L2/01-413

From: Mark Davis
Sent: Tuesday, October 30, 2001 3:08 PM

Subject:  Grapheme Break 


I want to reiterate that I think we made a mistake by not including the
inverse of GRAPHEME JOINER, and that we do need to take some action.

The much more important requirement from the field is for the inverse: the
grapheme break (GB). This would be used to indicate that a particular
sequence in a given language is *not* actually a grapheme cluster. That
would allow, for example, Slovak dictionaries and databases to flag the 1%
cases where "ch" in Slovak is to be sorted as two separate characters with
a
GB; and not require flagging the 99% cases where it *is* considered a
single
character in Slovak with a GJ. [Another example, which has come up on the
Unicode list recently, is "aa" in Danish.] It is clearly preferable to flag
the exceptions rather than the normal cases in those languages.

Let's look at the alternatives for breaking grapheme clusters:

- ZWSP (aka 'allow line break').
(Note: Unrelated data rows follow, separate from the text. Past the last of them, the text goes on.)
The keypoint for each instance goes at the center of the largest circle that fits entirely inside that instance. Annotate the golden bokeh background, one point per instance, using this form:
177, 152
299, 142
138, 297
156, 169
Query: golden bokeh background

Won't  work, since it allows linebreak at
that point

- SHY (soft hyphen). Won't work, since the position many not be a
hyphenation point.

- ZWJ & ZWNJ. Won't work, since they can cause/break ligatures / cursive
connections where not desired.

- ZWNBSP: May work. The only one that we might be able to overload is
ZWNBSP
(aka 'disallow line break'), or better yet, its new semantic replacement
WORD JOINER. I believe that such an overload would work for Latin and most
other scripts. It would not work for a script that:

(a) allows line break between letters and would thus need WORD JOINER to
manually indicate specific positions that disallow linebreak (Thai and
other
languages that break between letters), AND

(b) has multi-base character grapheme clusters in collation, AND

(c) sometimes treats those multi-base character grapheme clusters as
separate letters in collation.

Scripts and/or situations in which all three of these conditions are
fulfilled may be so unusual that we could stretch the semantics for WORD
JOINER, and avoid encoding the inverse function as a separate character.

However, the biggest barrier to this is that the semantics conflict
conceptually to such a high degree: *join* words vs *break* grapheme
clusters.

- Others. The other possibilities are even uglier. Here is the set of Cf &
Cc's

0000..001F    ; Cc #  [32] <control>..<control>
007F..009F    ; Cc #  [33] <control>..<control>
070F          ; Cf #       SYRIAC ABBREVIATION MARK
180B..180E    ; Cf #   [4] MONGOLIAN FREE VARIATION SELECTOR ONE..MONGOLIAN
VOWEL SEPARATOR
200C..200F    ; Cf #   [4] ZERO WIDTH NON-JOINER..RIGHT-TO-LEFT MARK
202A..202E    ; Cf #   [5] LEFT-TO-RIGHT EMBEDDING..RIGHT-TO-LEFT OVERRIDE
206A..206F    ; Cf #   [6] INHIBIT SYMMETRIC SWAPPING..NOMINAL DIGIT SHAPES
FEFF          ; Cf #       ZERO WIDTH NO-BREAK SPACE
FFF9..FFFB    ; Cf #   [3] INTERLINEAR ANNOTATION ANCHOR..INTERLINEAR
ANNOTATION TERMINATOR
1D173..1D17A  ; Cf #   [8] MUSICAL SYMBOL BEGIN BEAM..MUSICAL SYMBOL END
PHRASE
E0001         ; Cf #       LANGUAGE TAG
E0020..E007F  ; Cf #  [96] TAG SPACE..CANCEL TAG

I think by far the cleanest thing to do is to encode another character.
However, should we decide against that, we need to decide which of the
above
should have its semantics enlarged ("stretched") to encompass the usage.